Home   |   About Bucks   |   Site Map     Twitter Facebook

Bucks County News

56 Bucks COVID Deaths Reported Last Week as New Cases Decline

December 21, 2020

FOR IMMEDIATE RELEASE
Contact: Larry R. King, 215-348-6413, lrking@buckscounty.org 

The deaths of 56 Bucks County residents infected with COVID-19 were reported last week by the Pennsylvania Department of Health, the largest weekly death count here since mid-May.

With almost two weeks remaining, December already is the third-deadliest month of the pandemic that began in March.

State records show that 116 Bucks residents with COVID have died during the first 18 days of the month. The county has had at least 10 COVID deaths on five of those days so far. 

This month’s partial total is exceeded only by the months of April (280 deaths) and May (253 deaths). It continues a trend of accelerating deaths that began in November, when 93 Bucks residents with COVID died.

A total of 838 infected Bucks County residents have died during the pandemic, most of them elderly, and 571 of whom were residents of long-term care facilities. Statewide, 13,981 Pennsylvanians have died in the pandemic, including 2,535 so far in December.
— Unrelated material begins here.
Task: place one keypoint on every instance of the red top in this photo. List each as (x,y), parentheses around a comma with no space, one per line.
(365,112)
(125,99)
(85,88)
At the same time, an uncontrolled spike in new cases over the past several weeks began to decline over the past week. State statistics showed 2,645 new infections reported in Bucks County last week, down 22 percent from the previous week’s record high of 3,374.

The rolling seven-day average of new cases also has declined, from a record high of 520 two weeks ago to 377 as of Saturday. A total of 26,721 have been reported in Bucks during the pandemic.

Bucks County’s test positivity rate also declined to 16.4 percent last week after peaking at 17.7 percent the previous week. Statewide, the positivity rate fell from 16.2 percent to 15.8 percent.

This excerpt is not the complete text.